PRIMO MAGGIO 2021: LA FESTA AMARA DEL LAVORO

PRIMO MAGGIO 2021: LA FESTA AMARA DEL LAVORO

NEGOZI CHIUSI PER SEMPRE E CATEGORIE DI LAVORATORI IN GINOCCHIO PER LA PANDEMIA: COSI’ SI CELEBRA IL LAVORO CHE NON C’E’.

Sono passati più di cent’anni da quando, a Chicago , nella folla che scioperava per ottenere condizioni di lavoro più umane e orari accettabili, la polizia sparò sui manifestanti lasciando a terra molte vittime, tra cui anche tre bambini. Era il 1887, e l’allora Presidente degli Stati Uniti Grover Cleveland decise di adottare il 1 maggio come giorno in cui ricordare la strage di Chicago, aprendo la strada alle altre nazioni, che negli anni successivi riconobbero la stessa data come Festa dei lavoratori.

Un giorno importante dunque, istituito per ricordare a ciascuno di noi che non solo il lavoro è un diritto inalienabile, come recita la nostra Costituzione, ma che tutte le categorie di lavoratori, soprattutto le più deboli, non devono essere sfruttate e sottoposte a condizioni inaccettabili: diritti che spesso sono stati ottenuti con il sacrificio di persone innocenti.

Per questi motivi bisognerebbe celebrare degnamente il Primo maggio ogni anno, ma quest’anno, ancora più che l’anno scorso, nessuno ha avuto voglia di festeggiare, pensando a chi (e il numero è davvero grande) il lavoro lo ha perso o teme di perderlo per sempre, in una lenta agonia che per essere colta ha bisogno soltanto di una passeggiata nelle vie della città.

Le saracinesche abbassate delle piccole realtà commerciali che prima riuscivano a tirare avanti e ora non più si stanno moltiplicando a vista d’occhio; i gestori di bar e i ristoranti ormai sono allo stremo.
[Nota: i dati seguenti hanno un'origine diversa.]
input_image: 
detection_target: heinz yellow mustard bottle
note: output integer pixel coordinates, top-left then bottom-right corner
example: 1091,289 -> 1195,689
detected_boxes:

Intervistati proprio in occasione del Primo maggio qualche giorno fa  nelle varie trasmissioni televisive, molti ristoratori hanno confessato che non saranno più in grado di riaprire i loro locali quando sarà tutto finito: in questi mesi hanno dovuto pagare gli affitti nonostante non potessero aprire al pubblico, spesso si sono trovati a fare spese e scorte  con la falsa promessa di una riapertura il giorno dopo, salvo poi apprendere dall’ennesimo intervento del premier  poche ore prima che l’apertura era rinviata a data da decidersi.
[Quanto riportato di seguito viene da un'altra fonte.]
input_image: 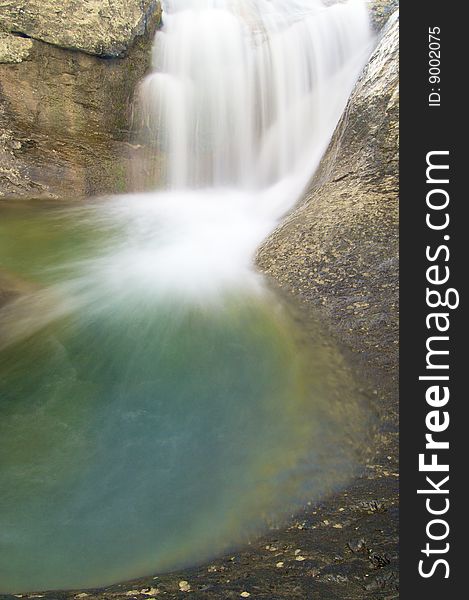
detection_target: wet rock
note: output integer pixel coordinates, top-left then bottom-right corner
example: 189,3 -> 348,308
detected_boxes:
367,0 -> 399,31
0,7 -> 158,198
0,0 -> 161,57
257,13 -> 399,386
0,32 -> 33,64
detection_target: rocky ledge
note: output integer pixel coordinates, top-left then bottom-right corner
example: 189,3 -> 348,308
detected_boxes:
0,0 -> 161,57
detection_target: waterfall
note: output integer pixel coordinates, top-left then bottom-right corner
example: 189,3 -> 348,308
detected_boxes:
139,0 -> 371,193
0,0 -> 373,594
119,0 -> 373,301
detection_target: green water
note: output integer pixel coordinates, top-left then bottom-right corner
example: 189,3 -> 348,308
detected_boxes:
0,205 -> 364,593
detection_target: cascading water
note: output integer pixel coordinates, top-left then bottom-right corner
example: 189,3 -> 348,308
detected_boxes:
0,0 -> 372,593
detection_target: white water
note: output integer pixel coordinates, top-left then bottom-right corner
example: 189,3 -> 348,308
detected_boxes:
123,0 -> 372,294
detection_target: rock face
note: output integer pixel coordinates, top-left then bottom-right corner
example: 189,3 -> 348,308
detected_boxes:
0,32 -> 33,64
0,0 -> 161,198
367,0 -> 399,31
257,12 -> 399,374
0,0 -> 161,57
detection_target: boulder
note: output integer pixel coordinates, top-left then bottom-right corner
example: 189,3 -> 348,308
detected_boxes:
257,12 -> 399,376
0,0 -> 161,57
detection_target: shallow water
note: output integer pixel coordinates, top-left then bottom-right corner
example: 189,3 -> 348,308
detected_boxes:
0,0 -> 373,593
0,201 -> 365,592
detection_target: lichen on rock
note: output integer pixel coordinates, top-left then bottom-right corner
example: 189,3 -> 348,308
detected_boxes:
257,11 -> 399,372
0,0 -> 161,57
0,32 -> 34,64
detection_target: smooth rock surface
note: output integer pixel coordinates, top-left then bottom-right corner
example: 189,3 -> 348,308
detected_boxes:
257,13 -> 399,380
0,7 -> 159,198
0,0 -> 161,56
0,32 -> 34,64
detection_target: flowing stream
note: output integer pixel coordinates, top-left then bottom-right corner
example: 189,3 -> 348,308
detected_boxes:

E non sono i soli: con loro c’è chi lavora nello spettacolo, nei teatri, nelle palestre chiuse ormai da tempo; qualcuno ha avuto l’ardire di chiamarli “servizi” non essenziali, non sapendo, forse, che in quei servizi “non essenziali” qualcuno ha investito la propria vita, i propri soldi, il proprio lavoro; qualcuno viveva di quei servizi “non essenziali” con la sua famiglia. 

E pensiamo anche a tutti quegli operai e dipendenti di aziende private che la notte non dormono più: tra qualche mese è chiaro che molte aziende in ginocchio daranno il via ai licenziamenti, piegate dal crollo delle vendite.

E’ un primo maggio amaro, dunque, che per solidarietà e per rispetto nemmeno chi ha un lavoro si sente di celebrare, limitandosi a sperare nelle parole del Presidente della Repubblica: “Il lavoro sarà il motore della ripartenza”. Perché, senza lavoro, l’uomo non è più un uomo.